Friday, June 8, 2007

Static Inheritance

There have been great strides in the javascript user community of morphing the language to be more structured and accomodate for more Object oriented design patterns. One of the most widely used and well understood pattern is inheritance. The idea of a "child"(sub) inheriting properties from its "parent"(super) and in some cases over ruling some properties for its own benefit but majorily relying on what it has inherited from its parent class.

Prototype's inheritance

Prototype is a wonderful javascript library that I have based a lot of my web application development on and without a doubt has saved me an inordinate amount of time, totally recommend it to all web developers building rich applications. It handles inheritance a multitude of ways and if you would like to read more about how to build classes using it view the javascript class entry.

Back on course with the topic, Prototype uses Object.extend to allow for one object to "inherit" properties from another object.
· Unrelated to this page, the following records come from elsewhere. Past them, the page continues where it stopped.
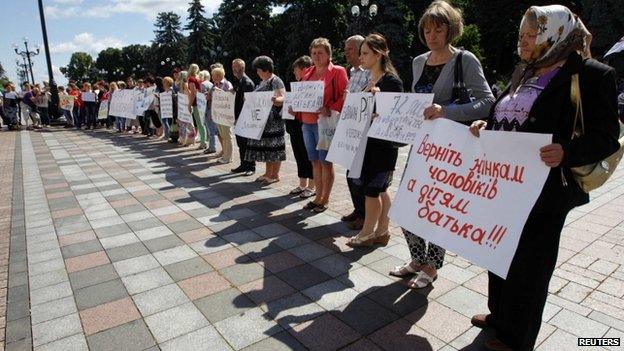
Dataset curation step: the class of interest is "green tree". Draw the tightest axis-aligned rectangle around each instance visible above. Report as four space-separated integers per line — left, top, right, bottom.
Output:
95 47 123 81
121 44 149 78
271 0 350 82
0 61 9 88
215 0 273 75
186 0 215 67
60 52 94 82
152 11 187 75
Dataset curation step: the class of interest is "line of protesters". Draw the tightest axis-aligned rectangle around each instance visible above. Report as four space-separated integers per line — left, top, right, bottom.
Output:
1 2 621 350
Using this we can "extend" an object from another. This is but javascript doesn't support anyform of visibility scope operator(public, protected, private) such that a subclass will override all methods from its super class such that when you call the initialize function it instantiates none of the super's properties.

Use New to Initialize

Justin Palmer writes a very interesting article about how to handle some of those issues by extending the class from a new instantiation of the super. This works great as long as you don't have to work with the DOM ...at all. He brings this point up in the blog and plays around with other examples of how and when this would fail.
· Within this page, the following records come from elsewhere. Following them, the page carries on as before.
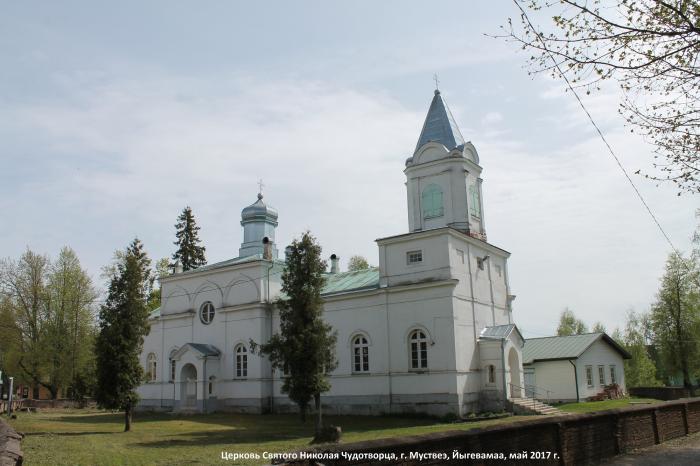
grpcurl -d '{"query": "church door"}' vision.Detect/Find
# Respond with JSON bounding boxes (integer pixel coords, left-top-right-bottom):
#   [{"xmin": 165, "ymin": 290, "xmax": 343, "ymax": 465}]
[{"xmin": 180, "ymin": 364, "xmax": 197, "ymax": 408}]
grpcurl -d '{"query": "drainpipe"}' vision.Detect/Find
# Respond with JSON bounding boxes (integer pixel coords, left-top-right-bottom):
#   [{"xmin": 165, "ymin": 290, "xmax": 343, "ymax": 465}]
[
  {"xmin": 203, "ymin": 358, "xmax": 208, "ymax": 413},
  {"xmin": 569, "ymin": 359, "xmax": 580, "ymax": 402},
  {"xmin": 501, "ymin": 340, "xmax": 507, "ymax": 409},
  {"xmin": 266, "ymin": 257, "xmax": 275, "ymax": 413}
]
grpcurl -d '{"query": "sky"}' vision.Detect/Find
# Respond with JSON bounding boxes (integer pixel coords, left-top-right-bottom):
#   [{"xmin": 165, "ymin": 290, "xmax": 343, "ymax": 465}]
[{"xmin": 1, "ymin": 1, "xmax": 697, "ymax": 338}]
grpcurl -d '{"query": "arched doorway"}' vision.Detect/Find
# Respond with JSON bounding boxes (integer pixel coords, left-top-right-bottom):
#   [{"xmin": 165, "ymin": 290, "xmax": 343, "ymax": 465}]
[
  {"xmin": 180, "ymin": 364, "xmax": 197, "ymax": 408},
  {"xmin": 508, "ymin": 347, "xmax": 522, "ymax": 398}
]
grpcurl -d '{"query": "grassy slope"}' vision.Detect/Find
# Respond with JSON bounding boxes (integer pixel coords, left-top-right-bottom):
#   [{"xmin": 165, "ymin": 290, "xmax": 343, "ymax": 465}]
[
  {"xmin": 9, "ymin": 410, "xmax": 532, "ymax": 466},
  {"xmin": 557, "ymin": 398, "xmax": 662, "ymax": 413}
]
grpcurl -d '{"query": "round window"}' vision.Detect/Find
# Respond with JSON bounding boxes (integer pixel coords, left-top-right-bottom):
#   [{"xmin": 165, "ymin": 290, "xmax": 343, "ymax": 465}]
[{"xmin": 200, "ymin": 301, "xmax": 215, "ymax": 324}]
A Solution to Last the Generations

I keep hearing the term "Syntactic sugar".. if you're looking for sweets im sorry to say i have no such sugar. Although I do provide a solution to maintain the super's functionality in sub classes and their sub classes. The idea is that you can statically leverage the super's respective function and apply the current object to it.





var Super = Class.create();
var Sub = Class.create();

Object.extend(Super.prototype,
{
name : "Super",
initialize : function(param){


},
inheritance : function(){

this.name += " inheritance is great";

}

}
);
Object.extend(Object.extend(Sub.prototype, Super.prototype),
{
name : "Sub",
initialize : function(obj){

this.obj = $(obj);
Event.observe(this.obj, "click", this.inheritance.bindAsEventListener(this));

},
inheritance : function(){
Super.prototype.inheritance.apply(this, arguments);

alert(this.name);

}


}
);





It isn't the prettiest way to inherit the functionality but it beats the alternative of having to re-write the code. Meaning that when the Super's inheritance function changes, the sub won't have to be updated. It doesn't get Dean his "super" operator but its not bad. Anyways have a good one!